Федор Николаевич писал эти строки под небом, освещенным пожаром, посреди шума сражений, во времена смертного томления отечества.
«…Вооружайтесь все! Вооружайся всяк, кто только может! Итак, народная война!..»
На века поставлен Русью Смоленск; издавна хаживала сюда вражья сила. Приходили разными путями, но назад не возвращались. Нет на Руси обратных для врага дорог.
И снова опалены белые стены.
В Смоленск входит старая гвардия Наполеона. Музыка играет торжественную встречу. А на горах, у Благовещенья, где сходятся городские концы, шумит невиданный торг. Солдаты Бонапарта в мундирах всех цветов вынесли на продажу свою добычу: перстни, кружева, сафьян, атлас, картины. Здесь же сбывают водку, лошадей и сочинения Вольтера. Конечно, сочинения господина Вольтера тоже не из Парижа привезли: в покинутых смоленских усадьбах добыли. Небойко идут дела на этом торге. Каждый сам всего набрался. Еще водку берут, той не напасешься, а Вольтер ни к чему.
Зато в цене на торжище снедь. Не оставили ее гостям смоляне, а свои сухари гости подъели. Вот и перекликаются на горе у Благовещенья племена и народы, выкликают на разных диалектах, а суть одна: хлеба!
Над торжищем высится в пятиглавом сиянии древний Успенский собор. По приказу Наполеона к собору приставлены караулы. Император не решился отдать древнюю святыню на разграбление: пусть чувствуют варвары просвещенную милость!

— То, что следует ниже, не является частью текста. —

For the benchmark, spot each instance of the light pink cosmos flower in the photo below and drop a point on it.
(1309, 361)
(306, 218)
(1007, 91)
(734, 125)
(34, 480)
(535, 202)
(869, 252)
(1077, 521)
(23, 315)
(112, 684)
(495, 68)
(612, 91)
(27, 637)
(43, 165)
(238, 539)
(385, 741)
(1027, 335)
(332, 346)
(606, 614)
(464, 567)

Караульные команды, сидя в соборе, играют от безделья в шашки. Разожгли на самоцветных полах костры – варево варят. Иные на колокольню залезли. Безусый вестфалец потянул за веревку, колокол отозвался дребезжащим стоном. Солдат стал перебирать на колоколах, как медведь на гуслях. Нестерпим тот звон русскому уху!.. Придет час – отзвонитесь!

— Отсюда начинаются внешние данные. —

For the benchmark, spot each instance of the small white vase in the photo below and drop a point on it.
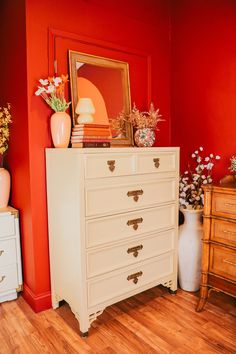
(190, 250)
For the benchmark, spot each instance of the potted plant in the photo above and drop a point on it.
(52, 91)
(191, 201)
(145, 125)
(5, 180)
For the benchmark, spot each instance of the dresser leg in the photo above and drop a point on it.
(203, 298)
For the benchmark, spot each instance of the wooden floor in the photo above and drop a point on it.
(151, 322)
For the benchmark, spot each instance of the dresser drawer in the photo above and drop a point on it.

А русских людей в Смоленске не видно. Кто на беду не успел уйти с армией, тот хоронится среди пожарищ. По улицам смоляне не ходят. Скачут по улицам Бонапартовы генералы и начальники. Скачут к губернаторскому дому. У губернаторского дома гарцуют конные караулы. В подъездах, на лестницах, в приемной зале застыли часовые. Дежурные адъютанты и гоф-лакеи не спускают глаз с закрытых дверей кабинета. Там, на аудиенции у Наполеона, – маршал Бертье.